Additionally, the ECB also needs to provide guidance on how they wish to shrink their balance sheet We think the most likely option for them is to passively allow the Asset Purchase Programme to roll off, beginning as early as Q2 2023. […] Data since the ECB’s last meeting in October has shown a partial improvement in inflation conditions and a much more robust eurozone economy in Q3 than initially expected. […]

While the economic data will play into the hawk's hands, ultimately, the doves will likely have a greater basis to launch some resistance as a 50bps hike would see rates rise to the upper bound of the ECB’s estimated neutral range, a reason in itself for more caution. Given communications recently have largely guided towards a 50bp hike too, the decision by the ECB is unlikely to be the primary focus for markets.
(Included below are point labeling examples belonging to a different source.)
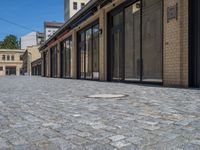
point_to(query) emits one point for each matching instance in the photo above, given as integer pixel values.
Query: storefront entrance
(88, 52)
(135, 42)
(194, 46)
(10, 71)
(54, 61)
(65, 58)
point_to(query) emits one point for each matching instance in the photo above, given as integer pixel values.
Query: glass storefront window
(135, 45)
(66, 47)
(89, 52)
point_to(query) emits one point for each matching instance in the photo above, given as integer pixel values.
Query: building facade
(50, 28)
(36, 67)
(30, 55)
(138, 41)
(31, 39)
(71, 7)
(10, 61)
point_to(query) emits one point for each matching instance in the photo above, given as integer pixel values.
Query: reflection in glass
(96, 52)
(88, 57)
(152, 40)
(132, 42)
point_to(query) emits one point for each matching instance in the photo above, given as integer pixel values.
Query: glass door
(132, 42)
(152, 41)
(117, 46)
(135, 42)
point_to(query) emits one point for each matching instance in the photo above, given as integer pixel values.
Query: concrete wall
(69, 11)
(28, 40)
(11, 63)
(175, 43)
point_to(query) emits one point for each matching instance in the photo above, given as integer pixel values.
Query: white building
(73, 6)
(32, 39)
(50, 28)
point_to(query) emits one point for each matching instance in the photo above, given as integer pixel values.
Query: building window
(3, 57)
(89, 53)
(75, 5)
(82, 5)
(12, 58)
(21, 57)
(8, 57)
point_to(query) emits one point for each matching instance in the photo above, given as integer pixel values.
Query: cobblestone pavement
(55, 114)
Instead, the updated staff projections and the ECB’s decision on how it aims to wind down its Asset Purchase Programme will be the area where economists focus their attention.

Bank of England

The Bank of England hasn’t had a smooth journey over the past few months and that is unlikely to change with this week’s interest rate decision. As things stand, we think consensus is fairly well aligned, although there are some risks that the BoE will hike by a second consecutive 75bps to 3.75% as inflation expectations have drifted higher and next week’s inflation data could show uncomfortably high levels of core inflation.

Should the BoE meet expectations and hike to 3.5% the market impact will be driven by the MPC’s assessment of economic conditions and the voting split as that will provide the bulk of the forward guidance for Q1’s rate profile.

Federal Reserve

The Federal Reserve is widely expected to hike the Federal funds target range by 50 bps to 4.25-4.5% at next week’s meeting, as officials have repeatedly guided expectations to a slowdown in the pace of their hiking cycle. Recent inflation data has reaffirmed the Fed’s messaging to markets as it provided the central bank cover to act less aggressively to keep inflation expectations anchored.

While November’s CPI report is set to be released just the day before the Fed concludes its two-day meeting and announces its policy decision, we think any signal in that data will largely impact the Fed’s next decision in February and their revised Summary of Economic Projections at this meeting as opposed to impacting the near term rate decision due to the strength of their recent guidance

Should the pace of sequential core inflation rebound, as it has done in the past two instances following a weak MoM print the month prior, we expect the Fed’s median dot for 2023 to be revised “somewhat higher” towards 5%.

In the event that November’s inflation data compounds the disinflationary signals of the previous report, the Fed won’t take too much comfort in this as wage pressures suggest that underlying core inflation rates may still be above the level consistent with their 2% inflation target. For this reason, we expect them to still signal a preference to take rates further into restrictive territory, albeit at a more cautious rate in Q1 2023 under this scenario.